In 2017, more people were diagnosed with asthma than any other year, according the CDC, and the increase is even higher among people who were younger at the time.
In New York City, for example, the number was nearly 2,000 higher than the same time in 2016.
“When you have a population that’s really low in education, poor health, and people with lower incomes and income mobility, there is a lot of pressure on the health care system to provide better health care,” Bowers said.
“I think the whole health care problem is just exacerbated because people are leaving to make a better living.”
The EPA estimates that drinking water contamination costs the economy an estimated $16 billion a year.
According the EPA, most of the problems are caused by a lack of safe water supplies, and lack of oversight and enforcement, which is why the EPA is asking for help from private citizens.
In addition to addressing the issues identified in the report, the Trump administration is also looking to increase the use of technology to protect against the contaminants.
The U.N. agency says the use and development of smart taps and water filters are critical to reducing the water contamination crisis.

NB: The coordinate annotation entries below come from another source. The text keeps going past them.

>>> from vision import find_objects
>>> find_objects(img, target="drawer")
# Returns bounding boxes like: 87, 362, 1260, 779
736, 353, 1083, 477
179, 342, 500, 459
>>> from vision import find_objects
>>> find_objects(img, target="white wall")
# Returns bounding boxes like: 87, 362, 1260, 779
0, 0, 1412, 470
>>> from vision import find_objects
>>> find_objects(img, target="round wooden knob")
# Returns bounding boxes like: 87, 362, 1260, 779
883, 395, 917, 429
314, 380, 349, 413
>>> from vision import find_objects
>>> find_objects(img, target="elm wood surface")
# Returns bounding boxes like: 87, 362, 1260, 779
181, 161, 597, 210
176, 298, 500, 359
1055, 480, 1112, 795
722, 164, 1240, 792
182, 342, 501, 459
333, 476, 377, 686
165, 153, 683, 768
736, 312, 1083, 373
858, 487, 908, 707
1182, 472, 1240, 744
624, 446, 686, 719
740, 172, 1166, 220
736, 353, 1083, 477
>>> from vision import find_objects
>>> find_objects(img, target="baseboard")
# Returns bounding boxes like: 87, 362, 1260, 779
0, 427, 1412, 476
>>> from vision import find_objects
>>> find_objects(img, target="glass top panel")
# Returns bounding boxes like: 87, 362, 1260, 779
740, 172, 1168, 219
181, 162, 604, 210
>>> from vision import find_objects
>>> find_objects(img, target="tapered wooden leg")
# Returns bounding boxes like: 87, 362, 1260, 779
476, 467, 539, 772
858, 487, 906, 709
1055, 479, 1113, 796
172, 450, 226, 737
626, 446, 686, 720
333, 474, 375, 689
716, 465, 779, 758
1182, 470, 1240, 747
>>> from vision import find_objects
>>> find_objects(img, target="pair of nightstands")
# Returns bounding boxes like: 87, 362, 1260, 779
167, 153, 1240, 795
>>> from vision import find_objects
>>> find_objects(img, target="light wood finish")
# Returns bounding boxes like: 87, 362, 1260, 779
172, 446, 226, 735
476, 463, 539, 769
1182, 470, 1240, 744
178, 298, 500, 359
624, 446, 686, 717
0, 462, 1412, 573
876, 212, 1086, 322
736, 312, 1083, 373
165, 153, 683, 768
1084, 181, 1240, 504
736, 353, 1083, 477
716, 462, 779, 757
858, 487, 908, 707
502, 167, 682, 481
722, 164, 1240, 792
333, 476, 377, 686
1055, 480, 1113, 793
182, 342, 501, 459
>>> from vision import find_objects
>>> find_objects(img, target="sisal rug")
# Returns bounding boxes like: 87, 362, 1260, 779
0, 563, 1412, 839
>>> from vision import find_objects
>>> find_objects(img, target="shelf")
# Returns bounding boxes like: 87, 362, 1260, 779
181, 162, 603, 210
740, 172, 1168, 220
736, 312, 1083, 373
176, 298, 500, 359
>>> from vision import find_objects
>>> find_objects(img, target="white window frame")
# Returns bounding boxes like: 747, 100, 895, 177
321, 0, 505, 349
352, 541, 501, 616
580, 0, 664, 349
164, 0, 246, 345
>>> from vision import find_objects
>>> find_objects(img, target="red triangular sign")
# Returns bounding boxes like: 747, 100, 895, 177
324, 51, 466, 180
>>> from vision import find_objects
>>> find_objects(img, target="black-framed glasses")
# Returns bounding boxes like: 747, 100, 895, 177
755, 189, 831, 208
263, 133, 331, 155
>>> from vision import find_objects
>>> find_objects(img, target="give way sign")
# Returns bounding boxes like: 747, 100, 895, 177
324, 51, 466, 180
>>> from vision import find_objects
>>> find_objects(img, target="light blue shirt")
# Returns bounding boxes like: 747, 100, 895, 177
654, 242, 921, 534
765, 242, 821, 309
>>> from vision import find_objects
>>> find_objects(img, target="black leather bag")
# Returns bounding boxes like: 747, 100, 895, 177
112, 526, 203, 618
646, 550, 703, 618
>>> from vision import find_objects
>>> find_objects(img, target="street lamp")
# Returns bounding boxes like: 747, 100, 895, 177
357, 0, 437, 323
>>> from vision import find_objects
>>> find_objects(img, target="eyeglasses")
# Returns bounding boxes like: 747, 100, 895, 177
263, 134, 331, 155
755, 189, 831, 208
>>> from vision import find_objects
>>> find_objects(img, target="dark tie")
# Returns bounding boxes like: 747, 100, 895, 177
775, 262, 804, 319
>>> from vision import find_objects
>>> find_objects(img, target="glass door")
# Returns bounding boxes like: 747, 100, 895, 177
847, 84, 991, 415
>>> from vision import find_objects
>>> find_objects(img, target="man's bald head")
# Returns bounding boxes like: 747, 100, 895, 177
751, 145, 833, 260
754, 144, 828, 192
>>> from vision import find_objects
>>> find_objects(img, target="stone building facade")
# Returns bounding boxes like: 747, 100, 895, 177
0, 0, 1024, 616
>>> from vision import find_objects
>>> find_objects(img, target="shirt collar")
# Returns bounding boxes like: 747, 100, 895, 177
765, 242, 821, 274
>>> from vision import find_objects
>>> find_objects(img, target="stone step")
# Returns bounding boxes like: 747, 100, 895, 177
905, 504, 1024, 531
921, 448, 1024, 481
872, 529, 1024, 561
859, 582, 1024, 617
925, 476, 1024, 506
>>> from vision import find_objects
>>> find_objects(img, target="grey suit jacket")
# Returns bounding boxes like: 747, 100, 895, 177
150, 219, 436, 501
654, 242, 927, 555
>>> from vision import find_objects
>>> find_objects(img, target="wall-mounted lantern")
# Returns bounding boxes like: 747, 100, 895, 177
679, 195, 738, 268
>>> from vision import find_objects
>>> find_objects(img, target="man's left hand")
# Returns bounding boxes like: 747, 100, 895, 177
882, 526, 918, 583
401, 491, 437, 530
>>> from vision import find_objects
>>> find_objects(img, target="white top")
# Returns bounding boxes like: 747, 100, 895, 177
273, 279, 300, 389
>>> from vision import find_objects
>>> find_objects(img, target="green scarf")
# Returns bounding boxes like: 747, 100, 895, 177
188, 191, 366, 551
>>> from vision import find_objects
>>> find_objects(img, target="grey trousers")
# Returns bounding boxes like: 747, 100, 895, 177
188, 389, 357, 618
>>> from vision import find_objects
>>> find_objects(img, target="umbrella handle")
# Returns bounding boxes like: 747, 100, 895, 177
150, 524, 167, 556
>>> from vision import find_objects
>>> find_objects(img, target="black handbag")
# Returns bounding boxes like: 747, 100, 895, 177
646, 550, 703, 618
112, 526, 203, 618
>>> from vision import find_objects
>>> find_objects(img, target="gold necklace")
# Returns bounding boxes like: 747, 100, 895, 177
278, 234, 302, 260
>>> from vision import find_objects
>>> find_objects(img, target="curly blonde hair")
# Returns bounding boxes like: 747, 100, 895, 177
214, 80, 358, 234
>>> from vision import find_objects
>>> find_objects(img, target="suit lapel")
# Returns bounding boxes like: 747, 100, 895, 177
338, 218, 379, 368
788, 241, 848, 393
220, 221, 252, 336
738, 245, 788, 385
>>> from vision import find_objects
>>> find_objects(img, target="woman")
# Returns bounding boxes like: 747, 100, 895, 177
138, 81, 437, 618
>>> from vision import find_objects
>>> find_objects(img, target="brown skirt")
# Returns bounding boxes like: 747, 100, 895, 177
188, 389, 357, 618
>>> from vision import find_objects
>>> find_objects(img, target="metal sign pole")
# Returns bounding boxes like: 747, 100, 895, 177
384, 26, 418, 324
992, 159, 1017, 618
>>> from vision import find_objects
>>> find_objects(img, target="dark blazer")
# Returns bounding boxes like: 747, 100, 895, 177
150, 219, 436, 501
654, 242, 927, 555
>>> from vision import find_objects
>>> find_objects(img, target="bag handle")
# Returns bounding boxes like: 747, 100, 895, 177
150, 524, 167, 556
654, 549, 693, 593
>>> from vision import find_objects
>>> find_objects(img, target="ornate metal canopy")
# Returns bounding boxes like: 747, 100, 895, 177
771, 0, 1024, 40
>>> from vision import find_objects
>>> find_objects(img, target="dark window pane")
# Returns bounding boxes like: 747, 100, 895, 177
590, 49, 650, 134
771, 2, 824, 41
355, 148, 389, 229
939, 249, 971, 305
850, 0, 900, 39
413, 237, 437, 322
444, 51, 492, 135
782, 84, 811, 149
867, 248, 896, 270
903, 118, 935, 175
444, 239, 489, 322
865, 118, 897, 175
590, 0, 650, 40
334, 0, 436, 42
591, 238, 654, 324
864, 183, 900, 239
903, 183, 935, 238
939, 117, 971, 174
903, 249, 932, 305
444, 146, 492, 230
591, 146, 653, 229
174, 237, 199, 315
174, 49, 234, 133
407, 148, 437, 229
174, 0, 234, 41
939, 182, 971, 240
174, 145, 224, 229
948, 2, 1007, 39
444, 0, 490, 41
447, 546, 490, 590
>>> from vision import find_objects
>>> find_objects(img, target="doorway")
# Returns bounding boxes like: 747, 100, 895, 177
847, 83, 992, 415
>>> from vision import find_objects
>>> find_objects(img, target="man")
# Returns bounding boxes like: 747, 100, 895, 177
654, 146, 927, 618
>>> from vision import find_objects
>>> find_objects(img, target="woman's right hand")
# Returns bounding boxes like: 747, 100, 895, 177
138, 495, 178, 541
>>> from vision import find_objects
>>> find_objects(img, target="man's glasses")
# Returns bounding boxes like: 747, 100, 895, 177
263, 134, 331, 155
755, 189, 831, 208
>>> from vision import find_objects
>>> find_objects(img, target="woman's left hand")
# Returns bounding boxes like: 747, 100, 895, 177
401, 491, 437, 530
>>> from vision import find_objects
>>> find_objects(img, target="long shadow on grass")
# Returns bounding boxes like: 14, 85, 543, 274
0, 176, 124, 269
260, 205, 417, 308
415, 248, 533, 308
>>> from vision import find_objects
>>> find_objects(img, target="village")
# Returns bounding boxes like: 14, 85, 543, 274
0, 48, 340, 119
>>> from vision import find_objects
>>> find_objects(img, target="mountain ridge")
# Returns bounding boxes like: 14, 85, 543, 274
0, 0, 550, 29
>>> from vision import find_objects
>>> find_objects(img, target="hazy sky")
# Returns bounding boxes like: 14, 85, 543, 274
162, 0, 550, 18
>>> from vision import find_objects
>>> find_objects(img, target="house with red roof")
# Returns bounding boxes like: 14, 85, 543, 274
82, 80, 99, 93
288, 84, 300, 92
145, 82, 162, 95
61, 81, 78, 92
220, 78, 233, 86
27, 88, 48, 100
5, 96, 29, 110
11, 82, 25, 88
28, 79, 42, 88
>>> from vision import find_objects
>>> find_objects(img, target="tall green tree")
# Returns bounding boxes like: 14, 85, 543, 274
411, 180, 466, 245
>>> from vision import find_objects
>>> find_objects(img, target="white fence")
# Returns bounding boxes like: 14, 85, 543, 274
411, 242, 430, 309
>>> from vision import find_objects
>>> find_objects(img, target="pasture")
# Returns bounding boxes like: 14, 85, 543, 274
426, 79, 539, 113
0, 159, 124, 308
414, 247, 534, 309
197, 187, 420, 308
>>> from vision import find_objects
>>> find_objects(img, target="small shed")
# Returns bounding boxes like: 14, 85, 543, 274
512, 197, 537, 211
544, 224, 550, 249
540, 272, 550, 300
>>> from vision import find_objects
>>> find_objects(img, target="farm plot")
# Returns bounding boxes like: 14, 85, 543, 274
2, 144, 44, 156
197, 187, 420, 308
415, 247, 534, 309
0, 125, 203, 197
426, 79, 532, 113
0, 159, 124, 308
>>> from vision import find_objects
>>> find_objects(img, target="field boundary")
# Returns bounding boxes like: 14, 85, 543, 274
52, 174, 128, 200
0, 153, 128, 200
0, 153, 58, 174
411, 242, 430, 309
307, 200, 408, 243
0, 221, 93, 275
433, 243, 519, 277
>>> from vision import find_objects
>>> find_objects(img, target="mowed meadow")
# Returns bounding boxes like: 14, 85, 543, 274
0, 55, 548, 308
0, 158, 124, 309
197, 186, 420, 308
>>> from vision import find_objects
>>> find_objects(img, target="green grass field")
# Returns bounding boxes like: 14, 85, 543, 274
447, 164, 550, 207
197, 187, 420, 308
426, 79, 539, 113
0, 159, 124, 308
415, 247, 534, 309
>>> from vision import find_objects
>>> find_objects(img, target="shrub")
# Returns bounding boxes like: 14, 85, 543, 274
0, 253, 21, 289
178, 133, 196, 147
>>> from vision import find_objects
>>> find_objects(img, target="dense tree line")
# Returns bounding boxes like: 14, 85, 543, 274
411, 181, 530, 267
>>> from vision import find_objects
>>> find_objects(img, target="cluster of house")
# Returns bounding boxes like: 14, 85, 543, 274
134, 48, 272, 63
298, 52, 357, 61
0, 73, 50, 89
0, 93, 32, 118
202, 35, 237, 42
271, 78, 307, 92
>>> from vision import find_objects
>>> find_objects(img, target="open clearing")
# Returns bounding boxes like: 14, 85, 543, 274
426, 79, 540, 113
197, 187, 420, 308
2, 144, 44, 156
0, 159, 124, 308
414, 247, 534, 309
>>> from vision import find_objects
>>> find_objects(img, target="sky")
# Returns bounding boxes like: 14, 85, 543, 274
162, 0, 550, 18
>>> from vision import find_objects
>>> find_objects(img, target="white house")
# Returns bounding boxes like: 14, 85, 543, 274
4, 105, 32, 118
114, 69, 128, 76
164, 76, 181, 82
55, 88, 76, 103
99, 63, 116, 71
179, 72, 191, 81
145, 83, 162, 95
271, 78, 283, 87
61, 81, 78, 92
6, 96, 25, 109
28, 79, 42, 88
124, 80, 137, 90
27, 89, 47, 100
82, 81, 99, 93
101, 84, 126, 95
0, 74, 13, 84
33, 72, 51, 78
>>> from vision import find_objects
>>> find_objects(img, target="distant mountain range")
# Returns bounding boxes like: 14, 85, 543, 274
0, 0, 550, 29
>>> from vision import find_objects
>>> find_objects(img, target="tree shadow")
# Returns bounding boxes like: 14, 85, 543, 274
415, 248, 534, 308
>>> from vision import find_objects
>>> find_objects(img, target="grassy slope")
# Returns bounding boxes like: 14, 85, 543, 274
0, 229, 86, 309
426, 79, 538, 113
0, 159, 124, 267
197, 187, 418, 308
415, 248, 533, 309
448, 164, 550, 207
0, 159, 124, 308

The EPA has asked for $6 billion in funding for the technology over the next five years.
As the report notes, the technologies are not yet in widespread use, and testing of drinking water filters and smart taps are not easy.
“A lot of the solutions are in the realm of science and technology,” Gresh said.
But he said the government is working to make the process of testing and testing smart taps a safer and more efficient process.
“This is a long-term solution that needs to be addressed as soon as possible,” he said.
According Gresman, the public health community needs to get involved.